Другое начало

Едва ли какое время человеческой истории было так равнодушно к простому присутствию мира, как вторая половина XIX века, десятилетия свежего естественнонаучного позитивизма. Ни одна эпоха не была так оптимистично увлечена операциями над существующим, будь то лягушки, которых препарирует, словно священнодействует, Базаров, или душа, которую с невозмутимой серьезностью исследуют психологи, или общество — оно еще мало пошатнулось, — к перестройке которого наконец переходят от философских теорий идеологи и партийные организаторы, чтобы наконец наступило то, чего никогда не было. Прогресс манит своими очевидными успехами. Никогда у человека, для которого само простое существование праздник, не было так мало шансов понять себя, не говоря уж — найти сочувствие у других. Говоря современникам о своем уникальном опыте, Леонтьев поневоле пользуется общепринятыми понятиями, при том что идет против всех распространенных взглядов. Но ведь даже Германия в те десятилетия, о которых мы рассказываем, словно разучилась философии, забыла о ее простоте, и Ницше пришлось словно на пустом месте, расставшись с языком классики, учить чистую мысль лепетать заново.

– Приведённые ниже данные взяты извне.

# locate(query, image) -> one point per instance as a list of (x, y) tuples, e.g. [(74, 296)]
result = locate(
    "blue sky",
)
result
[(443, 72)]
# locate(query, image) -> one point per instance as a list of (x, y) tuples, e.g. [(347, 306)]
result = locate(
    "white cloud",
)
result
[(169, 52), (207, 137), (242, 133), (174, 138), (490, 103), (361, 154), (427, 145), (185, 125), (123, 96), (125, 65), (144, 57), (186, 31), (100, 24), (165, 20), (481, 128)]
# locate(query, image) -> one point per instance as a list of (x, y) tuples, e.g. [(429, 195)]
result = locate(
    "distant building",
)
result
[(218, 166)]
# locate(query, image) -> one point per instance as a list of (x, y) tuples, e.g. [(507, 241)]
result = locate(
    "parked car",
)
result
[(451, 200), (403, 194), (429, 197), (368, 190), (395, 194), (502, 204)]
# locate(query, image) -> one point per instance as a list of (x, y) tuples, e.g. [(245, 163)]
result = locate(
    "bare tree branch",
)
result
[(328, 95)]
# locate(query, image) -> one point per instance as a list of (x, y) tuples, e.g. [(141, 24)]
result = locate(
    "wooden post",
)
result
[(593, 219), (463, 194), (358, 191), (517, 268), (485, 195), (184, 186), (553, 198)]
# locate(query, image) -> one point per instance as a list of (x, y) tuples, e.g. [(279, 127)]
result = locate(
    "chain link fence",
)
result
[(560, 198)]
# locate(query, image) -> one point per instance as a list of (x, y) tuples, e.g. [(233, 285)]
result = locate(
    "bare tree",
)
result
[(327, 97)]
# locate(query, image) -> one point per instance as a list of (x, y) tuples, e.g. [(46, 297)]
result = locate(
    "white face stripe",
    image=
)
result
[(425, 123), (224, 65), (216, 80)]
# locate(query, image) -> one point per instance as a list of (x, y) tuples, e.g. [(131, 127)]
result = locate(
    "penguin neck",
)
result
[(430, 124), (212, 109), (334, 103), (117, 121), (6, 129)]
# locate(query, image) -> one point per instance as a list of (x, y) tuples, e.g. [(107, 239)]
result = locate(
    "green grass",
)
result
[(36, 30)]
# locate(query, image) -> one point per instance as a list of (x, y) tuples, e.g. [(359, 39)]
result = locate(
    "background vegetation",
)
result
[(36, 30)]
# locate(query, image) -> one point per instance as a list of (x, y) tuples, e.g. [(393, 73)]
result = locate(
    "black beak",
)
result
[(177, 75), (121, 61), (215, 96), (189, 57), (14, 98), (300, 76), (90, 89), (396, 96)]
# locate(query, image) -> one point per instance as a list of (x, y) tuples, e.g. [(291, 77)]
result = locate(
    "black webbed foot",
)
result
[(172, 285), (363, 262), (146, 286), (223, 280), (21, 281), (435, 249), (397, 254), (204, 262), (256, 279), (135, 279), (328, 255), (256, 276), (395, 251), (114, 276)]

Леонтьевские философские упреки русским сравнимы с ницшевскими — немцам.

Я сохранял долго веру в настоящую, какую-то русскую мысль […] Увы! Пора убедиться, что именно мысли-то русской так мало на свете! Есть русский язык, есть, пожалуй, русская литература и поэзия, есть много русских оговорок и ужимок, есть русский ужас перед всякой действительной умственной независимостью… Но мысли русской, того, что заслуживает названия мысли не будет до тех пор, пока мы не перестанем быть европейцами[63].

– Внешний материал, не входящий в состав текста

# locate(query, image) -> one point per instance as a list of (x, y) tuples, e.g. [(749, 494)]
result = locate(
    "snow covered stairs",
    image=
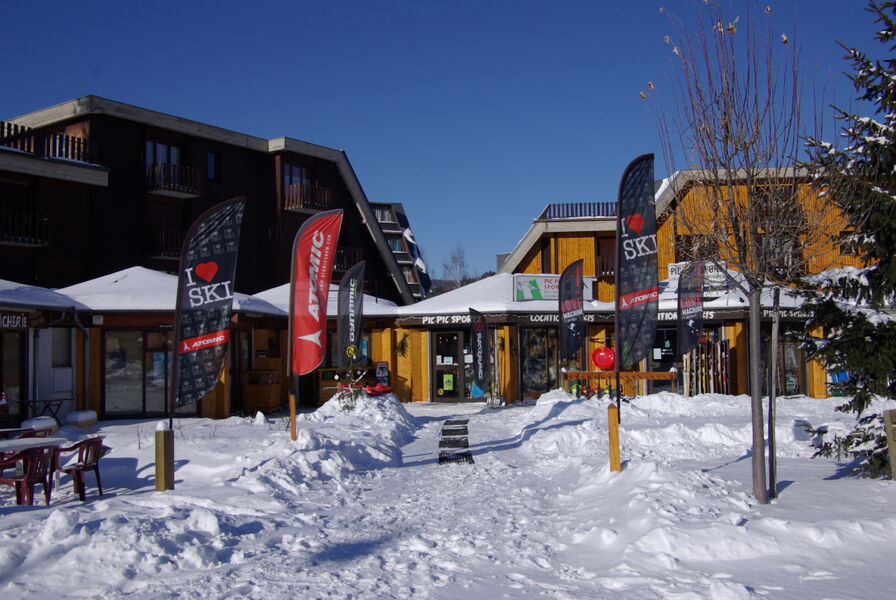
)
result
[(454, 436)]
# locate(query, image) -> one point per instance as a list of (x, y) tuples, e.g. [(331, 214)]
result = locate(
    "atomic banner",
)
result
[(637, 285), (205, 300)]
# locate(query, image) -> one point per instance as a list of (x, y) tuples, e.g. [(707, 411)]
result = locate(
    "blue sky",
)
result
[(473, 114)]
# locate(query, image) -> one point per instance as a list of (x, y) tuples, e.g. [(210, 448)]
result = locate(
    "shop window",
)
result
[(606, 257), (62, 347), (384, 214), (158, 153), (213, 166), (695, 248), (137, 373), (296, 175), (546, 255)]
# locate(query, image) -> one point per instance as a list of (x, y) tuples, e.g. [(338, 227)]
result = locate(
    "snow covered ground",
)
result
[(359, 507)]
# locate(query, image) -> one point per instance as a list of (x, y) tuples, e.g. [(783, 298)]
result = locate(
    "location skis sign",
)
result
[(637, 285), (690, 307), (350, 309), (480, 348), (313, 252), (572, 313), (205, 301)]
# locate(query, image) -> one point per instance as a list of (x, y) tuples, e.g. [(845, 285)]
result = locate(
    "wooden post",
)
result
[(292, 416), (613, 426), (890, 427), (164, 460)]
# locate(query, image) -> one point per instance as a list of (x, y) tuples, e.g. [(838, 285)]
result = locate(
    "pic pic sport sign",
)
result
[(205, 299)]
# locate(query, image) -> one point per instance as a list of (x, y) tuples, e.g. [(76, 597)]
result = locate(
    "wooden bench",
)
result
[(624, 376)]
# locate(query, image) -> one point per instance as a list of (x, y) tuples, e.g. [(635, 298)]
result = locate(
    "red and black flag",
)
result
[(637, 285), (572, 313), (313, 253), (205, 301), (479, 346), (350, 312), (690, 307)]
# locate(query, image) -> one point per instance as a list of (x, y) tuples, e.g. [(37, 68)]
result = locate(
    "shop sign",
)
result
[(14, 320), (543, 287), (715, 276)]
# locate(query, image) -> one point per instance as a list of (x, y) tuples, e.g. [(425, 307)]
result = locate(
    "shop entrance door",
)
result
[(450, 369), (12, 375)]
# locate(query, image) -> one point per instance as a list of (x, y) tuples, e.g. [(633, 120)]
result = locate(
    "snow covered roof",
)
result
[(19, 295), (372, 306), (493, 295), (138, 289)]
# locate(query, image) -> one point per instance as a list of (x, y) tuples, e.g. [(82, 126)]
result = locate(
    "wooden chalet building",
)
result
[(520, 305), (93, 186)]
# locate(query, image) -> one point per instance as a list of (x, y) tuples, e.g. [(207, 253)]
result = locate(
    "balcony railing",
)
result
[(47, 145), (177, 181), (571, 210), (26, 229), (303, 197), (346, 258), (166, 244)]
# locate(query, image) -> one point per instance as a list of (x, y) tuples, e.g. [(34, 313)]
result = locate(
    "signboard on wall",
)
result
[(714, 275), (527, 286)]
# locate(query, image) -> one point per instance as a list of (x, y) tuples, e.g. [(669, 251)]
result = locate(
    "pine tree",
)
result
[(855, 307)]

«Русская мысль» гнушается терминами и традицией, философской техникой и приемами. Оттого она не меньше философия; оттого, что Леонтьев глядит на близкое, а не на абстракции, и не хочет кроме близкого ничего видеть, он не далек от истины.

Он проповедовал «охранение», «консерватизм», его слышали в смысле прислужничества престолу и Священному синоду, и у него коснел язык. Он хотел сказать и у него не получалось сделать это доходчиво, что беда не во врагах монархии, а в том что верх над жизнью берет проект. Он мечтал об овладении Царьградом и ему приписывали шовинизм, хотя русских на Босфоре он мечтал видеть только в роли щита от серой машинной унификации, а там Царьград говори хоть по-турецки, как и вообще Леонтьев был в принципе против политики обрусения. Его читали как еще одного утопического прожектера, а он хотел спасти от тайной угрозы поэзию жизни. «Я полюбил жизнь со всеми ее противоречиями и стал считать почти священнодействием мое страстное участие в этой удивительной драме земного бытия»[64].

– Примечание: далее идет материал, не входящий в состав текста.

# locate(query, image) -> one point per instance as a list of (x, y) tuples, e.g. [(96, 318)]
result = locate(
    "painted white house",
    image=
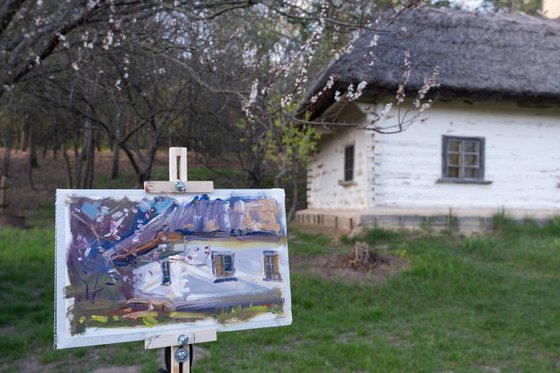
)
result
[(490, 141)]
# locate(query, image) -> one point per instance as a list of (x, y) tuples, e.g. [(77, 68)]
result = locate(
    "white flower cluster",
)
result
[(328, 85), (359, 90)]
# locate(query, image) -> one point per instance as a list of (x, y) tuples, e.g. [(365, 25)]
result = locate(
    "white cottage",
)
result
[(491, 140)]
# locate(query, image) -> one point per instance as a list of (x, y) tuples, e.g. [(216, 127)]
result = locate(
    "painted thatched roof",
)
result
[(480, 57)]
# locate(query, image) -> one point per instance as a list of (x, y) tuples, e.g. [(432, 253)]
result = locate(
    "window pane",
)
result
[(228, 263), (452, 171), (471, 146), (453, 159), (471, 173), (471, 160), (349, 163), (453, 145)]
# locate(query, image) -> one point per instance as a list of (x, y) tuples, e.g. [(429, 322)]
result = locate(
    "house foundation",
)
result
[(436, 220)]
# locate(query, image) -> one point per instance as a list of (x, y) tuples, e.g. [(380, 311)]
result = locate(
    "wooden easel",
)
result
[(179, 341)]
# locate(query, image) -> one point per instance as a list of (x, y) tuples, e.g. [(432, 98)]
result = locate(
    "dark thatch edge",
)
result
[(482, 57)]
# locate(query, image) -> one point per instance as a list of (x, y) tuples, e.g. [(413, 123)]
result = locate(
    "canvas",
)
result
[(130, 264)]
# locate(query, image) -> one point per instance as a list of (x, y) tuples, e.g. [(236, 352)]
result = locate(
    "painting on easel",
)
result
[(130, 264)]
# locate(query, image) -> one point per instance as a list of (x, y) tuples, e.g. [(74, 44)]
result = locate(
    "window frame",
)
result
[(461, 178), (271, 266), (350, 168), (221, 274)]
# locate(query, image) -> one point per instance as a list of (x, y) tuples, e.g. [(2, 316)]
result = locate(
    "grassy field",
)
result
[(464, 304)]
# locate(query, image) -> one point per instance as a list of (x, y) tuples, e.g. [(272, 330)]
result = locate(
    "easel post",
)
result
[(3, 187), (180, 343)]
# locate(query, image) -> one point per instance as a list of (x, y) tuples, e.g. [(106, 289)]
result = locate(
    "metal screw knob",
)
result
[(180, 186), (181, 355), (182, 340)]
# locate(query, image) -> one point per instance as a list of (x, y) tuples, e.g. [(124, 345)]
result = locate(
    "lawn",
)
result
[(488, 303)]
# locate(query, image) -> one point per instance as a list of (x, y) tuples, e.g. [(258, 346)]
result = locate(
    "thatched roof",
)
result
[(481, 57)]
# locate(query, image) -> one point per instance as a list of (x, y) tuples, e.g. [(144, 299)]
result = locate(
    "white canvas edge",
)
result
[(62, 339)]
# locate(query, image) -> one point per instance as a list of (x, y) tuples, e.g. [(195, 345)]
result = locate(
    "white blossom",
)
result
[(337, 96)]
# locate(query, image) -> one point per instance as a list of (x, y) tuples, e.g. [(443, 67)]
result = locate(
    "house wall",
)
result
[(522, 159), (326, 171), (551, 8)]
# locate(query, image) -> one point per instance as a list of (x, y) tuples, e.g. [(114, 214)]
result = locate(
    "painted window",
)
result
[(463, 158), (349, 163), (166, 275), (223, 266), (270, 261)]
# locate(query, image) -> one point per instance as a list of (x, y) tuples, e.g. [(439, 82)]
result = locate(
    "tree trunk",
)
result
[(30, 171), (7, 151), (69, 184), (116, 148), (295, 191), (88, 154), (33, 159)]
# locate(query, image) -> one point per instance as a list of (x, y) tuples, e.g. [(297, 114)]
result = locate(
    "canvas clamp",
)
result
[(180, 346), (178, 177)]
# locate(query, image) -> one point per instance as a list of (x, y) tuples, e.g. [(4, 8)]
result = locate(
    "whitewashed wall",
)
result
[(326, 171), (522, 159)]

12. В воспоминаниях «Мои дела с Тургеневым» Леонтьев открывает секрет своего эстетизма.

Всё некрасивое, жалкое, бедное, болезненное с виду ужасно подавляло меня тогда, не оттого, чтобы я был сух или нестрадателен, а напротив потому, что я при первом переходе моем из отрочества в юношеское совершеннолетие принимал всё слишком близко к сердцу и в иные минуты уж было мне и не под силу всех и всё жалеть, начиная с самого себя и кончая каким-нибудь беззащитным щенком, над которым профессора наши Севрук и Глебов делали такие жестокие опыты! Еще бедное, истерзанное сердце мое не окрепло, не возмужало, не притерпелось, и мне было так приятно порадоваться хоть на чужую силу, на чужую красоту или на богатство, доставшееся хоть не в мои, но в хорошие руки[65].

Почему мы раньше не догадались. Этого человека, умевшего трезвыми глазами «без мечтательных мыслей» смотреть прямо на вещи как они есть мимо картин собственного сознания, должна была мучить смертность вещей. Леонтьев не имел ни сферы философских абстракций, ни облаков художественной мечты, ни хотя бы слепоты, куда бежать, чтобы не видеть неостановимое соскальзывание, сползание, обламывание всего живого в небытие. «Всё кружась исчезает во мгле». Тут можно было бы понять и чудака, который захотел бы искусственно продлить цветение. Для такого бальзамирования Леонтьев был слишком трезв. Пусть Константин Победоносцев, старая девушка, подмораживает Россию; но ведь бесполезно. Развитие, цветение, потом упростительное смешение и смерть — неотменимый закон всего. Нет средства от боли перед этой бедой. Одна радость, что хоть цветущее на краткий миг не жалко. Одна надежда, своей любовью согреть остывающее.

Мы мало что поймем в Леонтьеве, пока будем повторять, что он любил красивое и потому не терпел европейского костюма. Да, он расстраивался даже от перестановки солонки на столе. Но когда он возвращал солонку, куда ей положено, он охранял больше чем место солонки: он хранил, не упускал самого себя как-то    место мира, где цепляются за его полноту.